What it demonstrates:

  • LoRA SFT training loop driven by xorl_client.TrainingClient
  • Online tokenization using tinker-cookbook renderers
  • Initial validation step (forward-only, no gradients)
  • Linear learning rate decay
  • Periodic checkpoint saving and resume support
  • Per-token NLL metrics

Run:

Terminal window
# 1. Start the training server (4 GPUs)
CUDA_VISIBLE_DEVICES=0,1,2,3 python -m xorl.server.launcher \
--mode auto \
--config examples/server/configs/lora/qwen3_8b_lora.yaml \
--api-port 6000
# 2. Run SFT (in another terminal)
pip install xorl-client tinker-cookbook
python examples/server/no_robot_sft/run_sft.py \
--config.base_url http://localhost:6000 \
--config.model_name Qwen/Qwen3-8B \
--config.lora_rank 32

The checked-in server config above loads Qwen/Qwen3-8B with LoRA rank 32. run_sft.py still defaults to an older 4B example, so pass the overrides above until those defaults are updated.

Config options:

FieldDefaultDescription
base_urlhttp://localhost:6000Training server URL
model_nameQwen/Qwen3-4B-Instruct-2507Model name (for tokenizer).
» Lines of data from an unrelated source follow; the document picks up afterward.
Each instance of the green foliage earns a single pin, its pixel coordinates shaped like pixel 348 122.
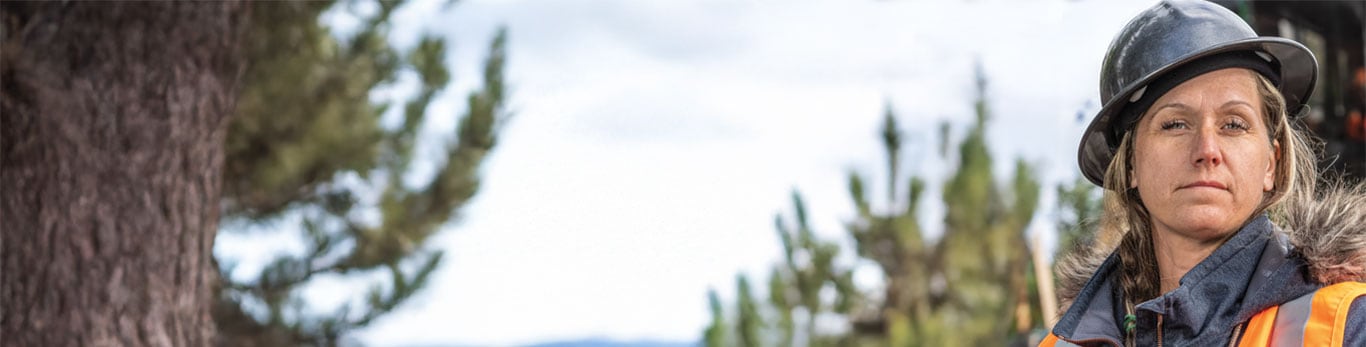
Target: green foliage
pixel 308 141
pixel 969 287
pixel 1079 209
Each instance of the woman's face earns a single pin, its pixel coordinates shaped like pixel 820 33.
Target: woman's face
pixel 1202 156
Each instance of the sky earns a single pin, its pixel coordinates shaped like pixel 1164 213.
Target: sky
pixel 652 144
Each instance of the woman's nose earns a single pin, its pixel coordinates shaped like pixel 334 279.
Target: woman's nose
pixel 1206 148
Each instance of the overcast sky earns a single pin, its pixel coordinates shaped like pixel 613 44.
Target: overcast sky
pixel 654 141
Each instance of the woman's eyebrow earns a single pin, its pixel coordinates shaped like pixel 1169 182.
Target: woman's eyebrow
pixel 1172 104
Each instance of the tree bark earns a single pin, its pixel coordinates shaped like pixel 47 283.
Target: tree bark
pixel 112 118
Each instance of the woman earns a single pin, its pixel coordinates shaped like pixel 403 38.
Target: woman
pixel 1197 155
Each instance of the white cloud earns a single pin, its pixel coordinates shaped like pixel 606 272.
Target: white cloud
pixel 654 141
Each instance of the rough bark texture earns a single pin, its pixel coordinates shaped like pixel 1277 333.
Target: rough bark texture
pixel 112 119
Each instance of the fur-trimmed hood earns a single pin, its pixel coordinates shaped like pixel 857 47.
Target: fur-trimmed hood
pixel 1328 232
pixel 1265 264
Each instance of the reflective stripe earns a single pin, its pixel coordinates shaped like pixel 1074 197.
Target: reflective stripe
pixel 1291 320
pixel 1328 321
pixel 1260 328
pixel 1318 318
pixel 1052 340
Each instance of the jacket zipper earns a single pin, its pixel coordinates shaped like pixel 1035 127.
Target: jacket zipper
pixel 1238 332
pixel 1159 331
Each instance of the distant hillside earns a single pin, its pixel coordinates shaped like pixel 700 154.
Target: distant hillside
pixel 612 343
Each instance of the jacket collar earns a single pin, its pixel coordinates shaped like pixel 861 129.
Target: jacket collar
pixel 1247 273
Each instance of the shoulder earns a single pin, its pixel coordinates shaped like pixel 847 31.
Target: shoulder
pixel 1355 317
pixel 1337 308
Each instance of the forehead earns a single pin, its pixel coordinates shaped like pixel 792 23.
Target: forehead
pixel 1216 86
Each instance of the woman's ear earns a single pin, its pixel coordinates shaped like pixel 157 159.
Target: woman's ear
pixel 1269 181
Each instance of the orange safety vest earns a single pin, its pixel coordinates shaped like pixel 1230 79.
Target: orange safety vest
pixel 1318 318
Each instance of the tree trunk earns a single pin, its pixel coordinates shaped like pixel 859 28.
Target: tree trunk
pixel 112 118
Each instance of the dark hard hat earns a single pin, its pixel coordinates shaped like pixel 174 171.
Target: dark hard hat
pixel 1167 37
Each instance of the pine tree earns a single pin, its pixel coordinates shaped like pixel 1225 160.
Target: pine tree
pixel 969 287
pixel 310 142
pixel 1079 209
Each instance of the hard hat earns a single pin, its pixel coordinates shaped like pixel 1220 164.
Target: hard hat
pixel 1175 41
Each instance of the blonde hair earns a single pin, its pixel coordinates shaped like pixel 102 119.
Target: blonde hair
pixel 1127 223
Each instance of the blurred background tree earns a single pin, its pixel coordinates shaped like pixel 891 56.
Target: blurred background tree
pixel 1078 212
pixel 312 153
pixel 971 286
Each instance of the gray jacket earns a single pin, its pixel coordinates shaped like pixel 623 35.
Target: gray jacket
pixel 1256 269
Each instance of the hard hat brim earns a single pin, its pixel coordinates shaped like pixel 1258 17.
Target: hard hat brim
pixel 1298 74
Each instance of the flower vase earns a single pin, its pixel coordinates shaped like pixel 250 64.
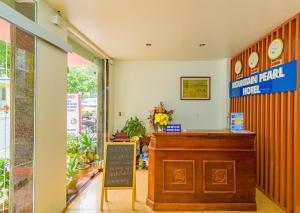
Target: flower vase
pixel 161 129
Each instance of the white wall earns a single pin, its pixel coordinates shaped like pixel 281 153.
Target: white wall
pixel 50 147
pixel 140 85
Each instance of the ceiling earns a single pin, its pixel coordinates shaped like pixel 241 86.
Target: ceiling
pixel 175 28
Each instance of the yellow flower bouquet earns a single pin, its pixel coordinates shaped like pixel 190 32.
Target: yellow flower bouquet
pixel 160 117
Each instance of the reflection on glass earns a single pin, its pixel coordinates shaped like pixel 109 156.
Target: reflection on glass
pixel 23 96
pixel 5 70
pixel 81 122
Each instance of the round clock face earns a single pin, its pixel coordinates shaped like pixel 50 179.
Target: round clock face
pixel 238 67
pixel 275 49
pixel 253 60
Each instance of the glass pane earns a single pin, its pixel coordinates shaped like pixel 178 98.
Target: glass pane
pixel 81 122
pixel 5 70
pixel 23 96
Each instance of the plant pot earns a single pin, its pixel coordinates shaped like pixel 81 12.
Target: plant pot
pixel 5 204
pixel 161 128
pixel 73 183
pixel 84 171
pixel 90 156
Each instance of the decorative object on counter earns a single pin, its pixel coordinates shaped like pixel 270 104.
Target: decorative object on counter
pixel 120 137
pixel 236 121
pixel 134 127
pixel 195 88
pixel 173 128
pixel 160 117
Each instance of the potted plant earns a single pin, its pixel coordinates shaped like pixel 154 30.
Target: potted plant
pixel 160 117
pixel 134 127
pixel 84 165
pixel 87 146
pixel 72 172
pixel 73 145
pixel 4 183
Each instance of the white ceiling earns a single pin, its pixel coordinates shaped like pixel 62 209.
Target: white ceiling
pixel 121 28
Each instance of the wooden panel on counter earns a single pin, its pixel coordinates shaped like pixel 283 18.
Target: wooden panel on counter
pixel 204 170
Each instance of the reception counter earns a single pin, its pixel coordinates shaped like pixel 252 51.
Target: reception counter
pixel 202 170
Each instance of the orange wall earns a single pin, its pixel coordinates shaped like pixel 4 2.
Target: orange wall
pixel 276 120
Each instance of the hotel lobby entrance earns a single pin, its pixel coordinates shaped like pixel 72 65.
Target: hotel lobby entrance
pixel 120 201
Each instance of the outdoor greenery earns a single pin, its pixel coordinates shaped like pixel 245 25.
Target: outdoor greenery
pixel 82 79
pixel 72 145
pixel 5 49
pixel 81 151
pixel 4 178
pixel 72 167
pixel 134 127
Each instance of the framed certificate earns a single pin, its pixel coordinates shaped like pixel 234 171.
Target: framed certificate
pixel 195 88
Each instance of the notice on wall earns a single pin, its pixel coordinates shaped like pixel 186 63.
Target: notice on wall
pixel 73 114
pixel 173 128
pixel 237 121
pixel 281 78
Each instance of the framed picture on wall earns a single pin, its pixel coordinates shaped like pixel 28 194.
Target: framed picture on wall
pixel 195 88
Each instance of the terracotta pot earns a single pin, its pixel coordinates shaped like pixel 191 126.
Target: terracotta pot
pixel 73 183
pixel 83 172
pixel 91 156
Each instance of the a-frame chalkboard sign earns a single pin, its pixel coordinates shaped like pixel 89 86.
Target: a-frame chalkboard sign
pixel 119 169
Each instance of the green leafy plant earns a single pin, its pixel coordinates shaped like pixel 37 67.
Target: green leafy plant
pixel 134 127
pixel 4 178
pixel 72 167
pixel 73 145
pixel 82 79
pixel 87 148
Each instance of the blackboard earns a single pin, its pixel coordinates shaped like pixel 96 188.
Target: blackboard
pixel 119 165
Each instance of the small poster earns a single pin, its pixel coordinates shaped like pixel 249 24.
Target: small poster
pixel 195 88
pixel 237 121
pixel 173 128
pixel 73 114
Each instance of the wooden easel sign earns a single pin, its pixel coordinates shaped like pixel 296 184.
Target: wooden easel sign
pixel 119 169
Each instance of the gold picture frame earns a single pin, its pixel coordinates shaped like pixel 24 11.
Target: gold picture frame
pixel 195 88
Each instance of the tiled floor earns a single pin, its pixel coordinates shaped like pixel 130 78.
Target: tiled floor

Override to Qwen/Qwen3-8B for the 8B LoRA config above.
batch_size128Training batch size
learning_rate1e-4Peak learning rate
max_length32768Max sequence length
lora_rank64LoRA rank. Override to 32 to match examples/server/configs/lora/qwen3_8b_lora.yaml.
save_every20Checkpoint every N steps (0 = disabled)